In a recent study conducted by the researchers at the University of Wisconsin, Madison, it has been found that earlier the days used to be only 18 hours long; however, that was 1.4 billion years ago when the moon was closer to the Earth and hence altered the way Earth used to spin on its axis.
One of the ways Professor Meyers was able to make these predictions was by studying a 10 million old rock, which gave him information about the Earth’s climatic cycles. This method of making predictions is called Astrochronology. This method links the astronomical theory with geological observations to study the Earth’s geologic history and help reconstruct the history of the solar system by studying climate change as seen in the rocks.

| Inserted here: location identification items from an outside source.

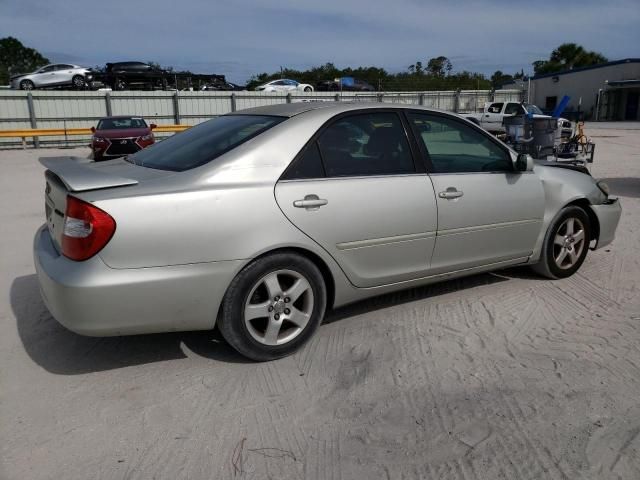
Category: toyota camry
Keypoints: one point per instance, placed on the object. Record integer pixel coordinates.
(260, 220)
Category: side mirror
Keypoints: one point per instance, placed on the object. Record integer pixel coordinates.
(524, 162)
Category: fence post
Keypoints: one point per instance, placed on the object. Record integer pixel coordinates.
(32, 117)
(176, 108)
(456, 101)
(107, 103)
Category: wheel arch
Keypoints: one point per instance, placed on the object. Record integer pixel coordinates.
(325, 271)
(594, 223)
(318, 261)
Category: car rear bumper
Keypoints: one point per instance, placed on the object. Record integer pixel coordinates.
(93, 299)
(608, 217)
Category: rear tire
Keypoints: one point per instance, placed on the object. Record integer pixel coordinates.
(565, 245)
(27, 85)
(78, 81)
(273, 306)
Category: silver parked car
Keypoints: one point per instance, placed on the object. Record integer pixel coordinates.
(261, 220)
(56, 75)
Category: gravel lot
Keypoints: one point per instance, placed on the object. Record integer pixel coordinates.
(495, 376)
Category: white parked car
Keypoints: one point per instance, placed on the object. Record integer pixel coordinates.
(284, 85)
(493, 114)
(56, 75)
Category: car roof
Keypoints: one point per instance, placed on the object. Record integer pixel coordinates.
(122, 117)
(293, 109)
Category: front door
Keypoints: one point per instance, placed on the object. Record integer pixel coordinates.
(356, 191)
(487, 212)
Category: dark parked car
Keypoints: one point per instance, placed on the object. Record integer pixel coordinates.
(130, 75)
(119, 136)
(347, 84)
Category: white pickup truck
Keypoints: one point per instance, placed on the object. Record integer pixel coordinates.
(491, 118)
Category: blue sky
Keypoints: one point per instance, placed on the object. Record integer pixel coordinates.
(243, 37)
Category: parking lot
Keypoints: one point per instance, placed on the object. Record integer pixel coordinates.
(502, 375)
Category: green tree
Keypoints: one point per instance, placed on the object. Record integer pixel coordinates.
(16, 58)
(566, 57)
(439, 66)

There, however, is still some uncertainty with this method as it requires one to back millions of years. Hence to deal with this uncertainty, researchers have combined the statistical method developed by Professor Meyers in 2015, called the TimeOpt, with the astronomical theory, geologic data and a branch of analysis called Bayesian inversion to be more certain and get a better grip of the uncertainty in the study system.

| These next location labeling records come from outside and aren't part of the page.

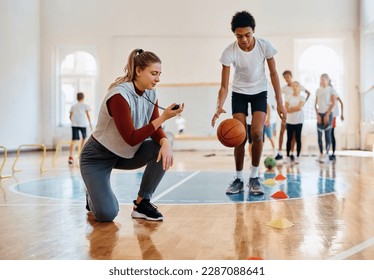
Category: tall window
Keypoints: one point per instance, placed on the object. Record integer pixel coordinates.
(313, 62)
(78, 71)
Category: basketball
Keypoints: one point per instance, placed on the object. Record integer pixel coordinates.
(231, 132)
(270, 162)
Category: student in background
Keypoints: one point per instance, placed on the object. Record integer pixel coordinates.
(324, 105)
(295, 119)
(287, 90)
(335, 113)
(78, 115)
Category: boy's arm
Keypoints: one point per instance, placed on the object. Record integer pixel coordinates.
(89, 119)
(222, 93)
(341, 107)
(278, 95)
(307, 95)
(268, 112)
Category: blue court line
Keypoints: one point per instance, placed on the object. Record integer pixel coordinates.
(354, 250)
(174, 186)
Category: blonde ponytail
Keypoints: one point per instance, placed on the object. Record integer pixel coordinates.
(137, 58)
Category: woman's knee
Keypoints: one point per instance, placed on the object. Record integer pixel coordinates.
(257, 136)
(107, 214)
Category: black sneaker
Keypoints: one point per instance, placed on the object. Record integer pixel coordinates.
(146, 210)
(255, 187)
(278, 157)
(235, 187)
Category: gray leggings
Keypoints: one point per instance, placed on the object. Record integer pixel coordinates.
(327, 128)
(96, 165)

The movement of the Earth is said to be affected by celestial bodies nearby such as the moon which exerts a force dude their gravitational field. These variations are collectively called the Milankovitch cycle which impacts factors such as the distribution of sunlight on the planet based on the rotation and tilt of Earth, as well as its climatic rhythms. It also has been found that the distance of the moon from the earth is increasing at the rate of 3.82 centimetres per year which at this point does not seem to make much of a difference but in the future will have an impact on the length of the days on Earth.